El matrimonio es ante todo y en esencia la unión entre un hombre y una mujer que se dan el “SI” el uno al otro para formalizar una alianza.

Es lo que llamaríamos un amor maduro, y no en años sino en lo que esto implica: amar con libertad, una verdadera libertad (que es dominado del espíritu sobre la materia). La libertad hace al hombre más persona, más creativo, más equilibrado, más dueño de sí mismo.

El amor debe llevar a una madurez que se logra por continuas conquistas hechas a base de esfuerzos y renuncias a sí mismo. Sólo en este plano se entiende el verdadero amor. El amor de los esposos: total, fiel y exclusivo.

El matrimonio es una relación que exige una gran madurez humana. Se tiene que sacrificar muchas cosas, ejercitar la fuerza de voluntad, enfrentar situaciones que quizás en el momento de unirse a otra persona ni se llegan a pensar y sólo son una realidad cuando se viven.

 La personas que buscan esa madurez y plenitud a través del matrimonio, se dan cuenta que al renunciar a tantas cosas de las que antes gozaban, han logrado otras que quizás jamás hubieran alcanzado, de no haber sido por encontrar y unirse libre y plenamente a esa otra persona: el cónyuge.

Toca a los recién casados o a las parejas próximas a contraer matrimonio, visualizarse más allá de lo bonito y lo tierno.

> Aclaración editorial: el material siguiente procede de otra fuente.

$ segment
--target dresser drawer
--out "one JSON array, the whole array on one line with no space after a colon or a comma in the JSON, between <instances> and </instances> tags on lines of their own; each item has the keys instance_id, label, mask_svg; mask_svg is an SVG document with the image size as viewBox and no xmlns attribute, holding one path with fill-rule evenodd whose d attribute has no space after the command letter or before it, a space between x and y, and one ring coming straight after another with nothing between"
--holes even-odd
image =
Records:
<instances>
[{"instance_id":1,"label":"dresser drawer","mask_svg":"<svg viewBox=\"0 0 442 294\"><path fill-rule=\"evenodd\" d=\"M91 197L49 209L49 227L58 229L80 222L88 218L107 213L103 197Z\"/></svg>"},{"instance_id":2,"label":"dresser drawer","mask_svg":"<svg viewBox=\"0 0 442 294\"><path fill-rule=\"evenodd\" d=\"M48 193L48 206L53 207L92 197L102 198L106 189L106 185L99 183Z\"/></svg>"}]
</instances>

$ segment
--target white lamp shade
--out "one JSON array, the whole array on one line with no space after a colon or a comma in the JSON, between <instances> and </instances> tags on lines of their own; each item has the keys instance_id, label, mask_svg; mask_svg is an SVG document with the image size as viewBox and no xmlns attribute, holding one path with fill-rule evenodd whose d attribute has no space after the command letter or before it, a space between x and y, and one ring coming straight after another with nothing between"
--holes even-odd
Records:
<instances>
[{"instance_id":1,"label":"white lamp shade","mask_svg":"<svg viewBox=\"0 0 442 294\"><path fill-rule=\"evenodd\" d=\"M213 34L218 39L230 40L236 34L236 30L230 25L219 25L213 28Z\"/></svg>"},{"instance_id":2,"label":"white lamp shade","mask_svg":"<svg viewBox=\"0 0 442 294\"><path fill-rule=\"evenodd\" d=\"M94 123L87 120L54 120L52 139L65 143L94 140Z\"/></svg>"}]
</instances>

Deberán pensar en lo difícil que será el cambio, y en la recompensa que vendrá si saben responder con valentía. Desde luego no todo es duro, corresponde también valorar los momentos de ayuda mutua, comprensión, apoyo, pasión, que seguramente vivirán. El matrimonio es el acto más sublime de libertad, dado que implica la entrega total de un ser hacia otro, gratuitamente y sin condiciones ni limitaciones.